私たちの六年目
梨華とそんな話をしたわずか一週間後のこと。


梨華からの呼びかけで、金曜日の夜に例のメンバーがいつもの居酒屋に集められた。


久しぶりにみんなで集まれるのは嬉しいけれど、さっきからずっと気まずい空気が流れている。


ちなみに、言い出しっぺの梨華はまだ来ていない。


「どうしたんだろうな、梨華のやつ。

急にみんなで集まりたいなんて」


重い空気に耐えられないのか、守が口を開いた。


「そもそもさ、恒例だった飲み会が中止になったのって、梨華がきっかけだっただろ?」


そう。


梨華の交際相手が、実は既婚者だということがわかって。


郁未以外のメンバーが不倫に反対したのをきっかけに、梨華は飲み会に来なくなったんだ。
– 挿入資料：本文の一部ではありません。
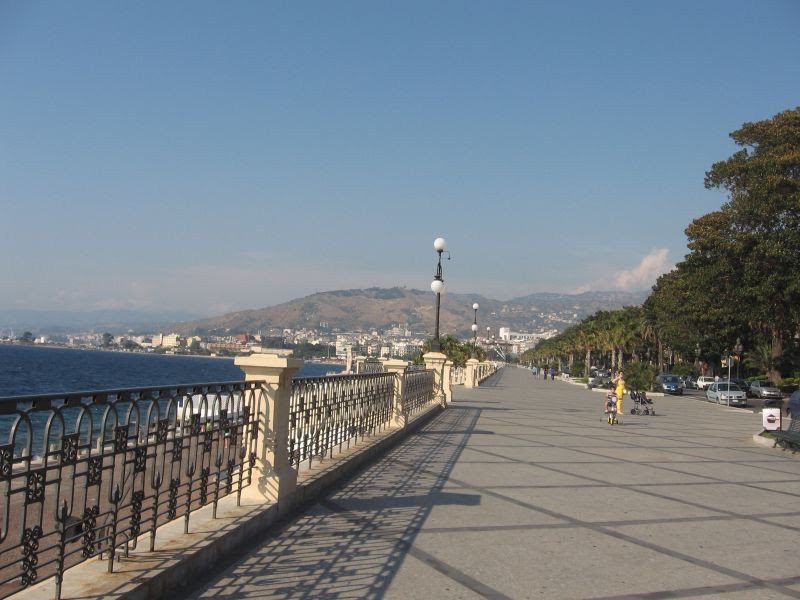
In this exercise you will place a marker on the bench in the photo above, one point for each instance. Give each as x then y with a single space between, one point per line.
790 437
「反対している俺達にこうして声をかけて来たってことは、もしかして……。

例の不倫相手と別れたってことなのか?」


守の言葉に、みんなが複雑そうにお互いの顔を見合わせた。


確かに、そう考えるのが普通だよね。


だけど……。


「梨華は別れてないよ」


私の言葉に、みんなが一斉に私の方を向いた。


「まだ別れてないの?」


郁未に聞かれて、私はコクンと頷いた。